One more threshold worth enforcing: volume. If the process fires fewer than fifty to a hundred times a month, the payback window gets long. Automate rare events last.

Pick one. Pilot it. Prove it. Then expand. Operators who try to do five in parallel tend to finish zero.

The Cursor-license trap

The trap most teams fall into is believing the bottleneck was tooling. If you just give every developer a Claude Code or Cursor subscription, surely the backlog starts draining itself.

That is not what happens.

Developers spend only twenty to forty percent of their time typing code. The rest is analysis, scoping, stakeholder conversations, reading legacy systems, deciding what “done” means, and the endless back-and-forth of getting a requirement clear enough to implement. AI tools accelerate the smallest slice of the job.

The harder skill is judgment. Knowing when an AI-generated solution is merely functional versus actually right. Knowing which edge case the test suite is not going to catch. Knowing whether to rewrite the upstream data contract or patch around it for now. That skill does not come in a subscription. It comes from having built these kinds of systems before, shipped them, maintained them, and seen which shortcuts turn into nightmares in six months.

The signal is already in the data. Stack Overflow surveys in early 2026 found that nearly half of engineers say their company is not meaningfully using AI, even while their executives believe it is. The tools are installed. The gap is elsewhere.

Be honest about what still takes time

The code part got fast. Everything around the code did not.

Scoping a new workflow for real-world inputs still takes real time. Aligning stakeholders on what “correct” means still takes real time. Designing the handoff between the new system and the people using it still takes real time. If a vendor is pitching “ships in days” for something that touches live operations, they are either cutting one of those corners or they are lying about the timeline.

This is why the old projects coming back to life are still projects, not button-clicks. They are just projects a good team can actually finish now instead of starting and abandoning.

What to do with your list

Pull it out. It probably exists as a Trello board nobody has touched, a Notion page with a “Someday” tag, or a tab in a spreadsheet called Roadmap v4. Go through it with the framework above. Most items will still not pencil. Some will. Those are the ones you were right to want and wrong to kill.

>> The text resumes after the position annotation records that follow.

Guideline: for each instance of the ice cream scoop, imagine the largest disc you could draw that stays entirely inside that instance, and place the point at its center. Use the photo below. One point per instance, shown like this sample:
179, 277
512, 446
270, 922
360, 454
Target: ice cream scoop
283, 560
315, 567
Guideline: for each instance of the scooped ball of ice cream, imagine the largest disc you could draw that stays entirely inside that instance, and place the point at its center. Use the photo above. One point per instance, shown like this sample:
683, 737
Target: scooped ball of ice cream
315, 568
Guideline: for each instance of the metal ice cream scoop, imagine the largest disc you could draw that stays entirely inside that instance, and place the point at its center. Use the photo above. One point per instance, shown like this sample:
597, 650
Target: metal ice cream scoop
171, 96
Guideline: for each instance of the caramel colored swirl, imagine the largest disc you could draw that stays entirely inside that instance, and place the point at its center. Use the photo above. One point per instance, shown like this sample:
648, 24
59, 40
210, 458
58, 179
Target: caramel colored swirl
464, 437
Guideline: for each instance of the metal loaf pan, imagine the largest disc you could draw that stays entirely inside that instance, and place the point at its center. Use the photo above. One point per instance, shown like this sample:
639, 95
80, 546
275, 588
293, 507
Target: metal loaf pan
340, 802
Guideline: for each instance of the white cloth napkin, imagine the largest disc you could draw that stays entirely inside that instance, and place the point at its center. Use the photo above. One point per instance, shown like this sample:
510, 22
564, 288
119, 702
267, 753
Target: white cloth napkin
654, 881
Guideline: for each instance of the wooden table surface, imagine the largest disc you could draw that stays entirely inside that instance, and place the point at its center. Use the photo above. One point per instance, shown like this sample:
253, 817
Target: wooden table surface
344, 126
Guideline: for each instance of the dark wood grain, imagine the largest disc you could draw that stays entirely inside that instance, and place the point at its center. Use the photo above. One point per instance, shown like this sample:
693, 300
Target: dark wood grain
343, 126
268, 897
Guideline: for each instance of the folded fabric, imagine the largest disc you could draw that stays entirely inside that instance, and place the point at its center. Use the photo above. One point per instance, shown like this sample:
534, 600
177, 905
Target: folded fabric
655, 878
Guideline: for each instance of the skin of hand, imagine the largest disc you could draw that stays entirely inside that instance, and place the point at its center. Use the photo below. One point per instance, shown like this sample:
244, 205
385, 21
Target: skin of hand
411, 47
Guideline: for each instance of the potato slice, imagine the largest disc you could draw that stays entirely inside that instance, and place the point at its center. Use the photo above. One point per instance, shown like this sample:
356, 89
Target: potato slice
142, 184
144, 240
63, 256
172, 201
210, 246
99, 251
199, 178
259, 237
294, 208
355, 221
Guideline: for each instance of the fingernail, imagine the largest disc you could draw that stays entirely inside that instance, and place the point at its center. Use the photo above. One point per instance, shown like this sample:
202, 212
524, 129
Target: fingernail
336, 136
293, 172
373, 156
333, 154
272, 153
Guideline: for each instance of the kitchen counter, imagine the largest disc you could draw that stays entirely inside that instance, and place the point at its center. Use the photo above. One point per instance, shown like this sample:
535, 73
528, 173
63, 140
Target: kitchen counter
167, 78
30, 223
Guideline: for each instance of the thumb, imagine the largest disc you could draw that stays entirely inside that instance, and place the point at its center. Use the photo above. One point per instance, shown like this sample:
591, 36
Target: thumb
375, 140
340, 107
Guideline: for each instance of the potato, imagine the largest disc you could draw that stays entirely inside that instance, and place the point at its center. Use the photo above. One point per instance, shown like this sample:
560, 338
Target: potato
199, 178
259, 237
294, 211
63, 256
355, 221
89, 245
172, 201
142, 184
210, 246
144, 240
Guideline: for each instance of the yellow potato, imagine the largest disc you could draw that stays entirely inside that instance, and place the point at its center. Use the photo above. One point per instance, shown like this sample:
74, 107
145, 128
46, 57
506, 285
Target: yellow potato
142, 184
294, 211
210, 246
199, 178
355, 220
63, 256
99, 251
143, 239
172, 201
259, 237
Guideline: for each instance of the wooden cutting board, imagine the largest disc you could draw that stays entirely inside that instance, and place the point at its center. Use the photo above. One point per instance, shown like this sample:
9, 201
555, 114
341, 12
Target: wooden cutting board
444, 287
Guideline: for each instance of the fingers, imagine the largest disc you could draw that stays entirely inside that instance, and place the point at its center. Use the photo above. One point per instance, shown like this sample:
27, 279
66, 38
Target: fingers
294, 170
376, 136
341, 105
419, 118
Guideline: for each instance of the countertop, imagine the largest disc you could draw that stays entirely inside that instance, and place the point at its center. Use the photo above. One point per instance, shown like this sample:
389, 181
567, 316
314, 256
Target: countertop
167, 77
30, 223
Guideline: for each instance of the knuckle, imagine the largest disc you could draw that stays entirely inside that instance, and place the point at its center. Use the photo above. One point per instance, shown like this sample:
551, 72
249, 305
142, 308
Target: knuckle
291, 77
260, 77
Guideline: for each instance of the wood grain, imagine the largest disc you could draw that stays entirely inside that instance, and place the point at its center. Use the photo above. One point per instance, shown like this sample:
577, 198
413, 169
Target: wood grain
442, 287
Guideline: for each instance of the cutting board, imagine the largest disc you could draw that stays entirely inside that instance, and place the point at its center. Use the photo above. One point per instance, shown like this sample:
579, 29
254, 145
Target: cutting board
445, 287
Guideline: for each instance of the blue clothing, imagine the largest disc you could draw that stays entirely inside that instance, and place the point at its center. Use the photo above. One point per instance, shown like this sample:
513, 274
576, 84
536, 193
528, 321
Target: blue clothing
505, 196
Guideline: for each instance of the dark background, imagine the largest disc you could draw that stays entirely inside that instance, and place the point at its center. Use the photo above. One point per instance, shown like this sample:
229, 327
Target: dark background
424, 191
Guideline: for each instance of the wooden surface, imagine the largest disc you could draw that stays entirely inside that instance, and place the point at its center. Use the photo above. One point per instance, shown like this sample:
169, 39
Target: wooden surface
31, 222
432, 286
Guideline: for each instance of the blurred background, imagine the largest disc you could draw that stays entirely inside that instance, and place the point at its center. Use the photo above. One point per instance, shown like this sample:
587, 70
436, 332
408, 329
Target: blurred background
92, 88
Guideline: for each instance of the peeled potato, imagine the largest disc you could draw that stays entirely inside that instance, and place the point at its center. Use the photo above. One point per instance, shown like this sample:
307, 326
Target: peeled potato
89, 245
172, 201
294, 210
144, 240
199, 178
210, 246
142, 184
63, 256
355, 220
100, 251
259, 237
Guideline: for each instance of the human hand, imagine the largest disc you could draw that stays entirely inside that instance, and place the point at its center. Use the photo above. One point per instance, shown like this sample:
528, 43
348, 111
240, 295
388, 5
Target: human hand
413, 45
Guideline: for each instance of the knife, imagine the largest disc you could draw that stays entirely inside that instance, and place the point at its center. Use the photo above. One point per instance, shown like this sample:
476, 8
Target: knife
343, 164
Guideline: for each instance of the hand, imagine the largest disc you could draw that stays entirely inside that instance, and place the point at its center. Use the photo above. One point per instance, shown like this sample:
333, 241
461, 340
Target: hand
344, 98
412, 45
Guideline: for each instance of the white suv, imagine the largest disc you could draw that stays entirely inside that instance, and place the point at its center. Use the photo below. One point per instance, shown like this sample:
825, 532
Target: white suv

The framework is easier to read than to run. If no one on the team has worked AI-first before, the questions are hard to answer with confidence. Which workflows really need an LLM in the loop and which are just traditional software built fast. Which legacy system is worth wrapping and which should be re-architected. Which line item on the cloud bill is right-sized and which is waste. Making these calls wrong is how AI projects stall. Making them right takes someone who has already made them.

We do this work two ways. For teams that need the judgment side, what to build, in what order, with what tradeoffs, we embed as AI leadership on retainer. For teams that already know what they want built, we scope it, build it, document it, and hand it off. Not as a slide deck. Working systems. You decide what goes on the list. We build it. You own it.

You already know what you want. The list has been sitting there for years. The part that changed is what it costs to finish, and whether you have someone in the room who can tell you which items are real.